Suatu studio televisi tak akan pernah dapat memuaskan seluruh masyarakat penontonnya. Sebab setiap penonton hanya puas manakala ia menemukan program yang disenanginya atau yang melibatkan dirinya. Program yang lain dibiarkannya berlalu atau pesawatnya dimatikan.

Pendapat itu dikemukakan Alex Leo Zulkarnain, Kepala Studio TVRI Jakarta menjawab pertanyaan Kompas mengenai keluhan masyarakat terhadap program siaran TVRl. Selanjutnya ia menyatakan satu-satunya hal yang bisa diperbuat oleh setiap stasiun TV ialah, berusaha mendekati selera masyarakat dengan menawarkan lebih banyak acara yang mendekati selera mereka.

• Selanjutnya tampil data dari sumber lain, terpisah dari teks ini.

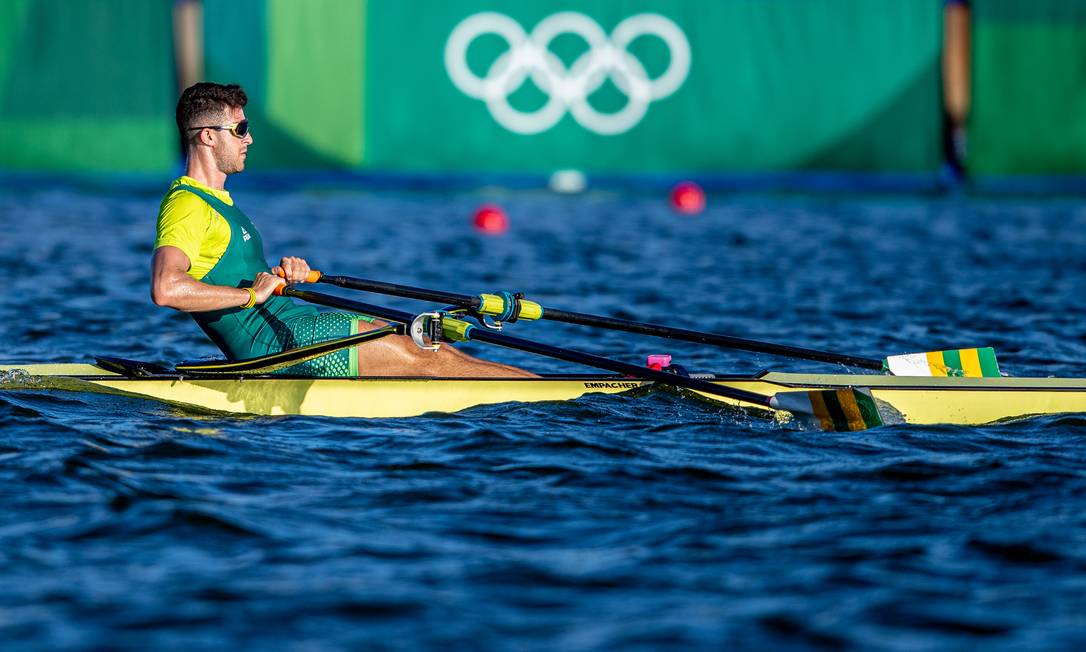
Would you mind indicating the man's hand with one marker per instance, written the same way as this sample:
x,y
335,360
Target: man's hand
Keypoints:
x,y
265,284
294,270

Hal inilah yang tidak gampang untuk dilakukan, terutama di negeri kita.

Menurut Alex Leo, banyak masalah yang dihadapi TVRl untuk memuaskan selera masyarakat. Di bidang programa misalnya, televisi sebagai pabrik kebudayaan harus menampilkan sesuatu yang baru dan harus dapat menjadi "kaca" masyarakat.

Artinya, apa yang ditampilkan merupakan gambaran dari keadaan masyarakat. Problemnya, mana yang harus dikerjakan dulu dalam penyusunan program itu: merangsang masyarakat dulu ataukah menunggu sampai berkembang. Akhimya dipilih jalan simultan: merangsang masyarakat untuk bereaksi dan sekaligus menunggu mereka berkembang. Langkah ini ada yang tepat, antara lain di bidang acara musik.

Acara musik di televisi merupakan acara yang berhasil, sebab dapat merangsang dan mengembangkannya. Namun demikian masih banyak acara yang sampai kini sulit berkembang, karena memerlukan penunjang dari luar. Soalnya TVRI tidak mempunyai ahli dibidang-bidang itu.

Di banyak negara maju, para ahli di luar pertelevisian membuat film atau features mengenai kegiatan atau keahlian mereka. Hasilnya mereka tawarkan kepada perusahaan televisi. Sebagai contoh ia menyebut film “ kehidupan dalam laut “ yang sering disiarkan lewat saluran Palapa. Di negeri kita hal semacam itu belum dapat diperoleh. Selama ini hal-hal yang bersangkutan dengan ilmu pengetahuan diserahkan kepada LIPI ( Lembaga Ilmu Penelitian Indonesia ).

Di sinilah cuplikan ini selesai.